References: Golub T.R., Slonim D.K., et al. “Molecular Classification of Cancer: Class Discovery and Class Prediction by Gene Expression Monitoring,” Science, 531- 537 (1999). Slonim, D.K., Tamayo, P., Mesirov, J.P., Golub, T.R., Lander, E.S. (2000) Class prediction and discovery using gene expression data. In Proceedings of the Fourth Annual International Conference on Computational Molecular Biology (RECOMB) 2000. ACM Press, New York , pp. 263–272.


KNN Classifier - K-Nearest Neighbor

The K-Nearest Neighbor algorithm classifies a sample by assigning it the label most frequently represented among the k nearest samples. No explicit model for the probability density of the classes is formed; each point is estimated locally from the surrounding points. Target classes for prediction (classes 0 and 1) can be defined based on a phenotype such as morphological class or treatment outcome. The class predictor is uniquely defined by the initial set of samples and marker genes. The K-Nearest Neighbor algorithm stores the training instances and uses a distance function to determine which k members of the training set are closest to an unknown test instance. Once the k-nearest training instances have been found, their class assignments are used to predict the class for the test instance by a majority vote. Our implementation of the K-Nearest Neighbor algorithm allows the votes of the k neighbors to be un-weighted, weighted by the reciprocal of the rank of the neighbor's distance (e.g., the closest neighbor is given weight 1/1, next closest neighbor is given weight 1/2, etc.), or by the reciprocal of the distance. Either the Cosine or Euclidean distance measures can be used.
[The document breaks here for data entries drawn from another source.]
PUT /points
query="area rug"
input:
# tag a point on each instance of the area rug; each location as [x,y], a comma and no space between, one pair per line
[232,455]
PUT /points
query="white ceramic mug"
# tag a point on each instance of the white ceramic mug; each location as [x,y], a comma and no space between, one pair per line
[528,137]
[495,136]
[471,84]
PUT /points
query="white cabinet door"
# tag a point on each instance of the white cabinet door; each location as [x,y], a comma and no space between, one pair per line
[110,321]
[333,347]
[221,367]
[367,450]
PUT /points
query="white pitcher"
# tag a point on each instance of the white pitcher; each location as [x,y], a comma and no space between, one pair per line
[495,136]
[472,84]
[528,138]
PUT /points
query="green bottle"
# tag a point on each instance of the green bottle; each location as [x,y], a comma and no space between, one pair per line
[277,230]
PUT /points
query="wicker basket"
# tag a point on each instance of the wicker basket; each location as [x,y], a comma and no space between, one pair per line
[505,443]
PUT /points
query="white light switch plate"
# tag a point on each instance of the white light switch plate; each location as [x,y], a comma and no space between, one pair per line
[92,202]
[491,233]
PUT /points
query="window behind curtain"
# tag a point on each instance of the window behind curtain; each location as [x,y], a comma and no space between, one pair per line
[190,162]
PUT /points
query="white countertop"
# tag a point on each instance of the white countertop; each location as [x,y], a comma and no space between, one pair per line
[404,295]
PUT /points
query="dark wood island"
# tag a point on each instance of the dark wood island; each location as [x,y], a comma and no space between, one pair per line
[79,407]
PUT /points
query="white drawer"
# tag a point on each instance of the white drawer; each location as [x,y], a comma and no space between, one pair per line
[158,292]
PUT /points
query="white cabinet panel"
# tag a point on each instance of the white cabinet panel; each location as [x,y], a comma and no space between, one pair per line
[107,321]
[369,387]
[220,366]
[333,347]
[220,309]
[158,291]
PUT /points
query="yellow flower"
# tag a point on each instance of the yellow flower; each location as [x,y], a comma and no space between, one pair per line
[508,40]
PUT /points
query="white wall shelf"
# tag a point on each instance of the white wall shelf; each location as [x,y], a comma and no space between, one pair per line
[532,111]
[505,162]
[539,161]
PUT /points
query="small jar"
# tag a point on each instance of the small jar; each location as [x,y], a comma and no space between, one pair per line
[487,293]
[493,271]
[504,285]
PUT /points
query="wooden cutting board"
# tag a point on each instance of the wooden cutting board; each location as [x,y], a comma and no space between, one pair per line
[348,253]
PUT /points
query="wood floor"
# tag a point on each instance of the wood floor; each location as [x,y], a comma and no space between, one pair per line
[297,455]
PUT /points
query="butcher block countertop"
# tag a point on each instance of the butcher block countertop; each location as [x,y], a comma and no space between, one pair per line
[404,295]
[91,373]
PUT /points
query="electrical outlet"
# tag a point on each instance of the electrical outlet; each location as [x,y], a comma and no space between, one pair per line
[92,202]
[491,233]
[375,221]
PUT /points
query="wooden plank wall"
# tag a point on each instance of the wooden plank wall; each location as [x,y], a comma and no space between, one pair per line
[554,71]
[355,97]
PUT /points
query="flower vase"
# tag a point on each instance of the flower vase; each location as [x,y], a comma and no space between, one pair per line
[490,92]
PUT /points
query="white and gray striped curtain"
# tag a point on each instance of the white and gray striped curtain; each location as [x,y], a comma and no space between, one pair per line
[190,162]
The confidence is the proportion of votes for the winning class. There are many references for this type of classifier (with several of the early important papers listed below).

References: Golub T.R., Slonim D.K., et al. “Molecular Classification of Cancer: Class Discovery and Class Prediction by Gene Expression Monitoring,” Science, 531-537 (1999). Slonim, D.K., Tamayo, P., Mesirov, J.P., Golub, T.R., Lander, E.S. (2000) Class prediction and discovery using gene expression data. In Proceedings of the Fourth Annual International Conference on Computational Molecular Biology (RECOMB) 2000. ACM Press, New York , pp. 263–272. Johns, M. V. (1961) An empirical Bayes approach to non-parametric two-way classification. In Solomon, H., editor, Studies in item analysis and prediction. Palo Alto , CA  : Stanford University Press. Cover, T. M. and Hart, P. E. (1967) Nearest neighbor pattern classification, IEEE Trans. Info. Theory, IT-13, 21-27, January 1967.